Let $(f_{n})_{n}\subseteq C([0,1])$ be an arbitrary sequence such that $\vert \vert f_{n} \vert \vert_{\infty}\leq 1$ for all $n \in \mathbb N$ and $k \in C([0,1]^{2})$.
Define the bounded linear map $T: (C([0,1]),\vert \vert \cdot \vert \vert_{\infty}) \to (C([0,1]),\vert \vert \cdot \vert \vert_{\infty}), f\mapsto Tf$
where $Tf: [0,1]\to \mathbb K, x\mapsto \int_{0}^{x}k(x,y)f(y)dy$
Show that $(Tf_{n})_{n}$ has a convergent subsequence.
My idea: I want to define a new function $g_{n}:=[0,1]\to \mathbb K, x \to \int_{0}^{x}k(x,y)f_{n}(y)dy$ and show that it is is uniformly continuous. Then I can use Arzela-Ascoli to prove the existence of a subsequence of $(Tf_{n})_{n}$
But I do not know how to go about this.

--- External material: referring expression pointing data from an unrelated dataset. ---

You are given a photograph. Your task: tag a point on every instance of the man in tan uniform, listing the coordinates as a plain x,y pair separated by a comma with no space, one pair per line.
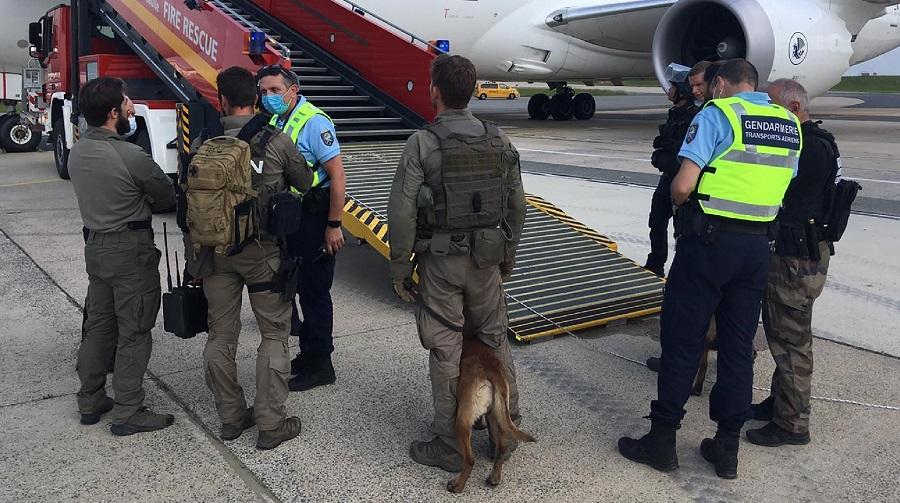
256,266
118,186
457,203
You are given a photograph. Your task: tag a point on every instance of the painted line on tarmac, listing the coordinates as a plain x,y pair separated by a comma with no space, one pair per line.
599,156
892,182
34,182
229,457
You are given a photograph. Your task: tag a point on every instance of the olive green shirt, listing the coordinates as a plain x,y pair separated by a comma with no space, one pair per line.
422,154
116,182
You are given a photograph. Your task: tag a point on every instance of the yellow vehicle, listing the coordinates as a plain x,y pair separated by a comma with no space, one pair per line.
487,90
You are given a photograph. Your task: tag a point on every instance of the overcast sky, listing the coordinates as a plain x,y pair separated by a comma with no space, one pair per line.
886,64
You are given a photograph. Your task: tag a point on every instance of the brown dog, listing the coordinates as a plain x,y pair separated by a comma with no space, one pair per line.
710,344
483,390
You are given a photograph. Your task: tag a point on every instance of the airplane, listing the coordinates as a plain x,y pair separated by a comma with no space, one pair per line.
563,41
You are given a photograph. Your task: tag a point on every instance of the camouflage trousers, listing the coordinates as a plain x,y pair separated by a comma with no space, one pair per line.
794,285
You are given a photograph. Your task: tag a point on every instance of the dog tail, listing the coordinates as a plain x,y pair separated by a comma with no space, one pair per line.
507,426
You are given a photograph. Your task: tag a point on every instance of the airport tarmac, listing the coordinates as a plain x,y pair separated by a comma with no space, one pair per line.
577,397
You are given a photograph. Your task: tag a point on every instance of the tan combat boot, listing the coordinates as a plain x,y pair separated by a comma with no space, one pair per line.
270,439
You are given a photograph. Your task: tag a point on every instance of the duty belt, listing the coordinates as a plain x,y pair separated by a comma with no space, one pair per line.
739,227
137,225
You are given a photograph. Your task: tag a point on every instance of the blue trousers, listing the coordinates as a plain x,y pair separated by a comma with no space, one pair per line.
727,278
660,214
314,289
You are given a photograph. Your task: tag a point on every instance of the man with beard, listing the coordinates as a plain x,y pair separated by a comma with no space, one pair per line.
118,187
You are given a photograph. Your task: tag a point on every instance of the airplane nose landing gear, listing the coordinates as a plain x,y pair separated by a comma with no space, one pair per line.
539,107
585,106
563,106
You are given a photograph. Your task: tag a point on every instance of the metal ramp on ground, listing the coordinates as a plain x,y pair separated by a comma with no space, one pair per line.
568,277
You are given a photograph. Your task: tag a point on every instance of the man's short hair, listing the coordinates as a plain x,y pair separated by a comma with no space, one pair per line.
709,74
699,68
790,90
455,77
288,76
739,71
238,85
98,97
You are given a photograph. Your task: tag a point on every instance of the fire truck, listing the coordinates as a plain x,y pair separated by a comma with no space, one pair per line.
169,52
369,75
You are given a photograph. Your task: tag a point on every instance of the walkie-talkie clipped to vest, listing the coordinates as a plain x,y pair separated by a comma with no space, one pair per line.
184,306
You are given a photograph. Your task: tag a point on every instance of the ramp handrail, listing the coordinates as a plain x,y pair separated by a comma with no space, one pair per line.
285,52
413,38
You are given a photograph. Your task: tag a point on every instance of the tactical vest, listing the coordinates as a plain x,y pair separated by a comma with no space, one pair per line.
802,204
293,126
748,180
676,126
469,191
671,137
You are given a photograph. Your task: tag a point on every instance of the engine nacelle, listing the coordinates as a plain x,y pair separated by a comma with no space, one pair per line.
798,40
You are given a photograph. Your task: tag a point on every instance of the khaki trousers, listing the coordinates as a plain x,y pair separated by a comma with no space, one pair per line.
121,307
462,294
256,264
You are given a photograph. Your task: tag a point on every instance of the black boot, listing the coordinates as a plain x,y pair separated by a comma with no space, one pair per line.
772,435
300,363
763,411
721,451
656,448
318,372
655,268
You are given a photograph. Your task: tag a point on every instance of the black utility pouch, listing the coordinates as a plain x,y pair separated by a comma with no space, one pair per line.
317,200
244,226
185,311
488,248
284,214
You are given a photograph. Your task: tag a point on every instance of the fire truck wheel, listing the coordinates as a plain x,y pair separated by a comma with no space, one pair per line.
60,151
17,137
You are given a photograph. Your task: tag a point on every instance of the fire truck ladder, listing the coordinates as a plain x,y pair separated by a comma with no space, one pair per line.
359,110
568,277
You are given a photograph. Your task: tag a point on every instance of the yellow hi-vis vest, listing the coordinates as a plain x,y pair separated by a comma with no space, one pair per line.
748,180
292,128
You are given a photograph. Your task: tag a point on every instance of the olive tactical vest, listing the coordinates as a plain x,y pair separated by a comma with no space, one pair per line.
469,190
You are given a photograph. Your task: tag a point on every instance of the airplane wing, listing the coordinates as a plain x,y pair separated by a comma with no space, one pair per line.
626,25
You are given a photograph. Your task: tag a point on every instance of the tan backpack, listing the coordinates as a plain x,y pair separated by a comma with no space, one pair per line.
221,202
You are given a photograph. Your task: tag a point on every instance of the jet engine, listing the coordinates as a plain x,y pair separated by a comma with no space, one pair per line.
800,39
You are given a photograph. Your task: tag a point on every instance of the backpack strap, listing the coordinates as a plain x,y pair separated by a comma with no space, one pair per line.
490,128
253,127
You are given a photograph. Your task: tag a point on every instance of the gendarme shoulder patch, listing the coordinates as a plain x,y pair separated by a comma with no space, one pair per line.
692,133
327,138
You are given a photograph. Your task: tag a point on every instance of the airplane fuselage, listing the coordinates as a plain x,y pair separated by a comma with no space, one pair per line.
510,39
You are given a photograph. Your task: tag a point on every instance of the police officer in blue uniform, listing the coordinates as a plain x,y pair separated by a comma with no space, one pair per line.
320,236
738,159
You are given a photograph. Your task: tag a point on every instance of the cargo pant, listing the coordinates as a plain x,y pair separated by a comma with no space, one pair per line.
121,307
462,294
256,265
794,285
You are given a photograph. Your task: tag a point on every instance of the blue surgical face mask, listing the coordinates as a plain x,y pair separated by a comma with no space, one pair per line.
132,127
275,103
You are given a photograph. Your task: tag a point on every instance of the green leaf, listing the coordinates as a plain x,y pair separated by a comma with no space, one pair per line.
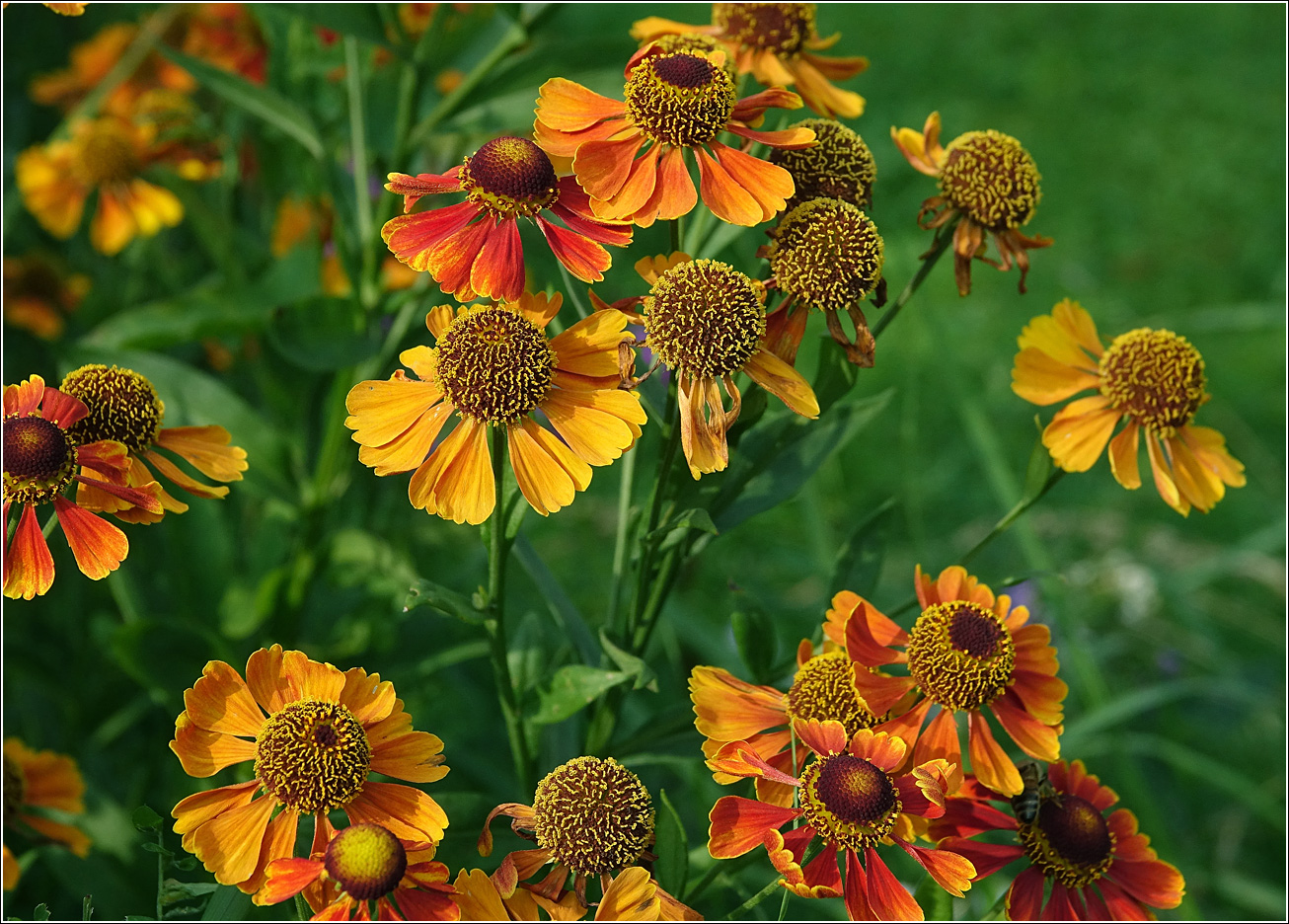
672,848
573,687
258,101
429,594
146,819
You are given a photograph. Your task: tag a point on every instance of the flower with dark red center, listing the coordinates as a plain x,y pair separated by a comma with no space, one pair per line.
629,156
852,798
1099,868
40,463
1151,379
988,185
967,653
473,248
775,42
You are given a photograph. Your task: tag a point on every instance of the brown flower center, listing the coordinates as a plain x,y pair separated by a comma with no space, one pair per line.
1155,376
1069,842
679,98
704,317
593,814
828,253
366,861
510,177
495,365
778,28
312,755
991,178
824,688
960,654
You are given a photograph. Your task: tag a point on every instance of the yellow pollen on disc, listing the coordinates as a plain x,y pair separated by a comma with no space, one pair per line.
312,755
960,654
1155,376
991,178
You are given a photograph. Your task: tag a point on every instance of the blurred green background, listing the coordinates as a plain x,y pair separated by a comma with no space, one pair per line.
1159,131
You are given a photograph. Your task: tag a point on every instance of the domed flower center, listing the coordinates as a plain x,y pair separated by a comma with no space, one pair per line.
366,861
778,28
826,253
495,365
1155,376
824,688
679,98
839,165
122,406
593,814
105,154
312,755
960,654
991,178
850,801
38,462
510,177
704,317
1069,842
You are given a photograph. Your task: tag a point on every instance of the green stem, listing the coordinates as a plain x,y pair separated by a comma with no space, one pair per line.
942,244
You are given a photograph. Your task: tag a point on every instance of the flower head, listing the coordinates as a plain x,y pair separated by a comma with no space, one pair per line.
473,248
493,366
988,184
854,798
673,102
1153,379
40,780
776,42
967,653
1099,868
315,734
124,406
40,463
358,865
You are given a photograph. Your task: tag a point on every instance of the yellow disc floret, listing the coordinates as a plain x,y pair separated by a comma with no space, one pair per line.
593,814
1155,376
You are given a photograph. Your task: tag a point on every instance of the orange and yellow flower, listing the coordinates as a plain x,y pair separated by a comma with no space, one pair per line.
106,155
40,462
493,366
360,865
674,102
1099,869
968,651
1154,379
316,734
124,406
707,321
40,780
852,797
776,42
473,248
988,184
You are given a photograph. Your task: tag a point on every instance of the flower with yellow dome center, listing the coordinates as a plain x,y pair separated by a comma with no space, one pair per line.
40,780
493,366
473,248
124,406
315,734
852,798
360,865
776,42
629,156
988,184
1151,379
40,463
967,653
1099,868
590,817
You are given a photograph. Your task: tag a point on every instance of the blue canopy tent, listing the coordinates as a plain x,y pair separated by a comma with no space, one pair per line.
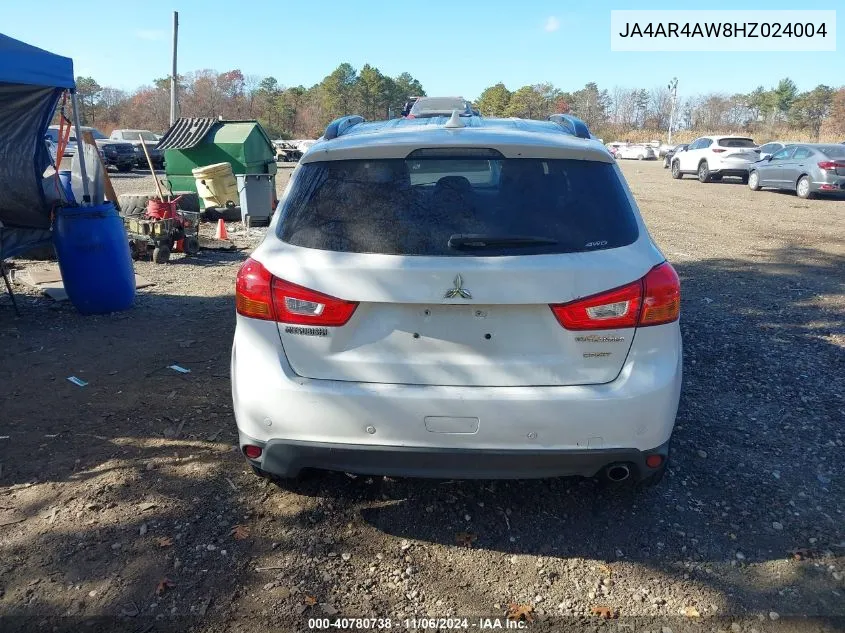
31,83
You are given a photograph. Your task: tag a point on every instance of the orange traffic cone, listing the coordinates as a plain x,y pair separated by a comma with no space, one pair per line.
222,233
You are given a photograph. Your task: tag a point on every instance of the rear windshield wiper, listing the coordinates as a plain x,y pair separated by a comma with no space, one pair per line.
469,241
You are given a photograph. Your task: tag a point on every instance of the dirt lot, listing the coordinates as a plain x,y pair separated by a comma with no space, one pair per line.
127,501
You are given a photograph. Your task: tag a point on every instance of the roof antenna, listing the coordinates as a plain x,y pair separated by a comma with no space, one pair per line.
454,120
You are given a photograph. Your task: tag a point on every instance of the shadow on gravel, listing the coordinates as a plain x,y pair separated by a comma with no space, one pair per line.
756,471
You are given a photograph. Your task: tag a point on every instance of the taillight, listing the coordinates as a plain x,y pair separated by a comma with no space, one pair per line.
661,296
613,309
252,291
259,295
653,300
295,304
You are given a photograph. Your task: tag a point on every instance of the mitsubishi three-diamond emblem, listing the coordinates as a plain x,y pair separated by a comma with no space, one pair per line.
458,290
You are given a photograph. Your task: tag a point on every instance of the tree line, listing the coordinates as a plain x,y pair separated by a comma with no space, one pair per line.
620,112
285,112
615,113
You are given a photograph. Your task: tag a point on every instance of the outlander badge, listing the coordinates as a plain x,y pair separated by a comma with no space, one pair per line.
458,290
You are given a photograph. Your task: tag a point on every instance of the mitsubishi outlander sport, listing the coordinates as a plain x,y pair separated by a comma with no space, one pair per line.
458,297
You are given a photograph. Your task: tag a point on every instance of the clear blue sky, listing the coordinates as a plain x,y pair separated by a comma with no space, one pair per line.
453,47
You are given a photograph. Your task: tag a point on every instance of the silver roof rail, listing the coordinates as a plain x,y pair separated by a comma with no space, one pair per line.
572,124
340,126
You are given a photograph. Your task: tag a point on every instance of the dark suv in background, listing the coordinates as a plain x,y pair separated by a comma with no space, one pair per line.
114,153
136,138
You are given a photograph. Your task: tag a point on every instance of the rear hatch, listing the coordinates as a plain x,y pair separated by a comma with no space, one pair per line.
737,149
448,268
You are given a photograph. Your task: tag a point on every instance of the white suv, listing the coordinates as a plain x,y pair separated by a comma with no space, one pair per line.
712,157
457,297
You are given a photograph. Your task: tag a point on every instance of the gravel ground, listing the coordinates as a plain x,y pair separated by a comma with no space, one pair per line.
127,499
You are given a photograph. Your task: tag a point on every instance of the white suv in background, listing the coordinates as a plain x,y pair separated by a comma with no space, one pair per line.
469,298
713,157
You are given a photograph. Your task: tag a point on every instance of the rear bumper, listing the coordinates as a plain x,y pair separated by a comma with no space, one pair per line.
286,459
732,171
832,186
562,430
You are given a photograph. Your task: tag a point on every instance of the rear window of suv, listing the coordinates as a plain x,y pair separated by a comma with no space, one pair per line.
415,206
737,142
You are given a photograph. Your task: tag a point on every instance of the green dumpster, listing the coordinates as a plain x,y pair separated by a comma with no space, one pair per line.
198,142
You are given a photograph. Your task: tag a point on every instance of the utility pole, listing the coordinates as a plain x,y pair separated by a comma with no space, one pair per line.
673,87
173,76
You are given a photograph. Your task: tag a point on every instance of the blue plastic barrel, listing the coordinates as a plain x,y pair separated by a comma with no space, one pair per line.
94,258
64,179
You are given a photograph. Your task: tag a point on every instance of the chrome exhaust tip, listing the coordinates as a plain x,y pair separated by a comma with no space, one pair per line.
617,472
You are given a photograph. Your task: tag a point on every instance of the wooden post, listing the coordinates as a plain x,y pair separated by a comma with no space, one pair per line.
152,169
88,139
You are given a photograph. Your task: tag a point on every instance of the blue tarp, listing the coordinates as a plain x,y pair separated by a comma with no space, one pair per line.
24,64
31,82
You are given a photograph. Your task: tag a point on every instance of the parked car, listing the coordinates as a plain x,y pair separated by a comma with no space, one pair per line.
397,320
136,138
428,107
713,157
662,149
613,148
667,157
770,148
53,149
287,151
117,154
637,152
807,169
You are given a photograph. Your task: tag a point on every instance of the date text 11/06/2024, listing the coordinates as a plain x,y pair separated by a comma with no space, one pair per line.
417,624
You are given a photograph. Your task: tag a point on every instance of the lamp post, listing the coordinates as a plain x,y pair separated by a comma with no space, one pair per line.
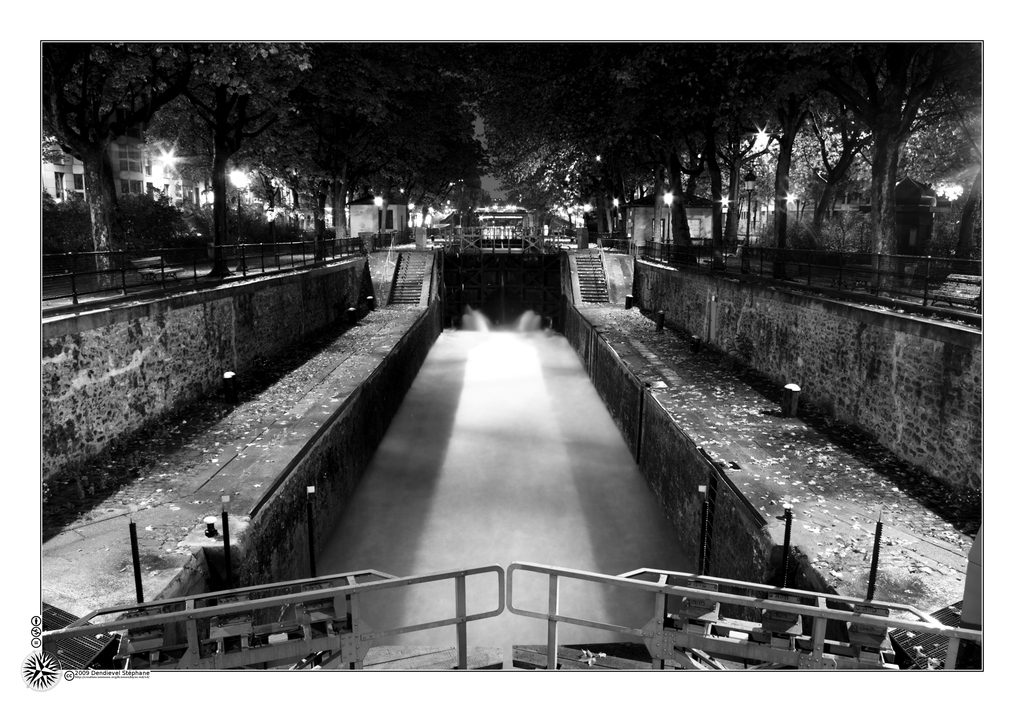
379,202
750,180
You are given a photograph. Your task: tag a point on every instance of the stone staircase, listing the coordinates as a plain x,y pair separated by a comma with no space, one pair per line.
409,275
590,273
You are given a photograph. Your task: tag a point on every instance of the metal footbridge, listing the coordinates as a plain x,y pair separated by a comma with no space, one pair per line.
698,622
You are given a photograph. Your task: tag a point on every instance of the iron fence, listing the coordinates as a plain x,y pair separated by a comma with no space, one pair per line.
906,280
69,278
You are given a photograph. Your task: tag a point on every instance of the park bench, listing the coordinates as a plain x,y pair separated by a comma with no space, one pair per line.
960,289
155,268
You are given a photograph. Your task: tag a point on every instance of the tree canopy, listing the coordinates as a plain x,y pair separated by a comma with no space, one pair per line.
564,124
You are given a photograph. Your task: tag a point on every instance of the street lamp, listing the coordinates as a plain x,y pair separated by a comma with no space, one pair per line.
750,180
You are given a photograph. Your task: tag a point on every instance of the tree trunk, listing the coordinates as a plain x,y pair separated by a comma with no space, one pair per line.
102,199
680,228
732,214
791,117
715,172
219,269
885,164
320,219
966,238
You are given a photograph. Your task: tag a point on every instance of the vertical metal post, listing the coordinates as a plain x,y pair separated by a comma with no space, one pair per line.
705,511
460,626
309,531
227,540
74,288
785,544
928,275
552,623
875,557
135,563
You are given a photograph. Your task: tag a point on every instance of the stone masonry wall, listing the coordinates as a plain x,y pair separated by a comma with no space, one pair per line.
913,384
108,373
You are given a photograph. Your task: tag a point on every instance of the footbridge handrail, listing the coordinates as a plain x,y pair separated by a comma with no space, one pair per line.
770,625
269,625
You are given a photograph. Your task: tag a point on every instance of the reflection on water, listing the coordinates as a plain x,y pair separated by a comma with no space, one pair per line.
502,452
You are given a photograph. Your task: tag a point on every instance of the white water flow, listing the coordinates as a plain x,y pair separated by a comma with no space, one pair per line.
502,451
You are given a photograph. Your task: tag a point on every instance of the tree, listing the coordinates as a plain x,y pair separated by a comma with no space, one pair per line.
95,92
238,90
887,86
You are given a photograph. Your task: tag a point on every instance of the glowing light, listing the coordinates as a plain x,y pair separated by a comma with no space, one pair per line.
240,179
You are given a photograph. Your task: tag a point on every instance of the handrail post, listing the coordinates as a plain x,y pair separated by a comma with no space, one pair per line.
460,627
74,288
552,623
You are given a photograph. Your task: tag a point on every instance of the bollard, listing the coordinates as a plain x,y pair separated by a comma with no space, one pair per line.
135,562
227,541
230,387
791,395
875,557
705,510
309,530
785,543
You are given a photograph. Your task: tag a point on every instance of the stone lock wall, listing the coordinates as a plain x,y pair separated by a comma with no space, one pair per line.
109,373
913,384
275,547
672,463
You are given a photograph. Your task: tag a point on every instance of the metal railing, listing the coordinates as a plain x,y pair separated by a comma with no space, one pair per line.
768,625
304,623
495,240
71,277
901,280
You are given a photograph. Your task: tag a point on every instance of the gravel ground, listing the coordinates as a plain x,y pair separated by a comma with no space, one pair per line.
724,391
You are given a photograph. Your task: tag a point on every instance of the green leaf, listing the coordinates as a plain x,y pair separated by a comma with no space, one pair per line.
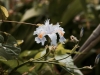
2,58
33,12
4,11
29,53
14,63
74,8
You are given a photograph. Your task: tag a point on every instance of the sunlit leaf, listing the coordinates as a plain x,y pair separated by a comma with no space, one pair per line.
33,12
5,12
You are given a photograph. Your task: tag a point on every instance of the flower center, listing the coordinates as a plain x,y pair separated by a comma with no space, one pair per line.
41,35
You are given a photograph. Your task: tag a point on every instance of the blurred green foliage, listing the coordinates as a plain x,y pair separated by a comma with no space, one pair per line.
71,14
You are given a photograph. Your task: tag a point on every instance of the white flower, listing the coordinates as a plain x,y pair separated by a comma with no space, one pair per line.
50,30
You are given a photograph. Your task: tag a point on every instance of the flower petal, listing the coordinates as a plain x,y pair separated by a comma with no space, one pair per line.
53,38
42,40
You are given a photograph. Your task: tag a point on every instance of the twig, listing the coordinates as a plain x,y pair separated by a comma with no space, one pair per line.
29,61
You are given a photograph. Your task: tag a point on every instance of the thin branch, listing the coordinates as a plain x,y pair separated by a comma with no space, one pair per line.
19,22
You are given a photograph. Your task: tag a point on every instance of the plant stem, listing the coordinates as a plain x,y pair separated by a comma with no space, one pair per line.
33,61
18,22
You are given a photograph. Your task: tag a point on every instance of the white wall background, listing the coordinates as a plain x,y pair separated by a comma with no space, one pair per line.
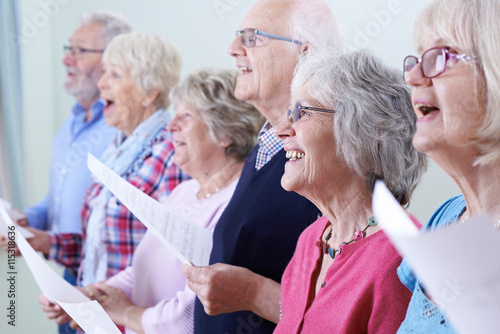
202,30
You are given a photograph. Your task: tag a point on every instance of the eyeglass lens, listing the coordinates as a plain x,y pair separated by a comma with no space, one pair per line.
433,62
249,37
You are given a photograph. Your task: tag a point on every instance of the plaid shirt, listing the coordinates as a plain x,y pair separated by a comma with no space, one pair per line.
156,176
269,145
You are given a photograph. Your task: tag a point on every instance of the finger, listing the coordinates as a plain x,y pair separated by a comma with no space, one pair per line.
63,318
74,325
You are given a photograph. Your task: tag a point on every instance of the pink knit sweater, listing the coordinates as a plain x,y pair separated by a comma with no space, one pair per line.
362,294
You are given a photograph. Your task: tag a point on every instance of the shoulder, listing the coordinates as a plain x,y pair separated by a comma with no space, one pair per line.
446,213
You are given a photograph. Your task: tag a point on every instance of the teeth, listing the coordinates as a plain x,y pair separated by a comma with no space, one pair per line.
294,155
245,69
424,108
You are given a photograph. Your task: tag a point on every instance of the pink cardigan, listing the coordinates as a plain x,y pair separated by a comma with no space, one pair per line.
362,294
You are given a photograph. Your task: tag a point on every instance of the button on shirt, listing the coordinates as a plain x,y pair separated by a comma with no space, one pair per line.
60,210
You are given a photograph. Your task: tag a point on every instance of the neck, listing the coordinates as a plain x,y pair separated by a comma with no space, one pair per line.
220,179
348,209
273,111
479,184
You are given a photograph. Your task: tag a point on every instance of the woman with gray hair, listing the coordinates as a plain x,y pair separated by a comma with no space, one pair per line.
139,71
213,132
351,123
456,98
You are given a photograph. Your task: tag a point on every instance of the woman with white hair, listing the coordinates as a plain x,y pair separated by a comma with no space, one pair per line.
350,124
213,132
456,98
139,71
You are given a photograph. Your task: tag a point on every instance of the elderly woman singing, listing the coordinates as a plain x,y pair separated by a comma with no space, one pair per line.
456,98
139,71
350,123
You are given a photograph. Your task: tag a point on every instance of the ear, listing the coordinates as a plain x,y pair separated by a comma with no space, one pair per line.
305,48
224,143
150,98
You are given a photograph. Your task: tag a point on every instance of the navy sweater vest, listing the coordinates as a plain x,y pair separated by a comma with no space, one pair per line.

Am I even on the right track?
Call the family of functions $\mathcal{F}$. You can just show that $T\left(\mathcal{F}\right)$ is relatively compact, using the Arzela-Ascoli theorem. To do this, you must show that $T\left(\mathcal{F}\right)$ is pointwise bounded and equicontinuous. For now, I'll leave you hints, and I can fill in details, if you'd like.
Pointwise bounded: you know that $\mathcal{F}$ is bounded. You can deduce that $k$ is bounded, too (why?). Use these facts in a standard bounding argument.
Equicontinuous: The function $k$ is given to be continuous. It's actually uniformly continuous (why?). Use this to get your $\delta$ for equicontinuity.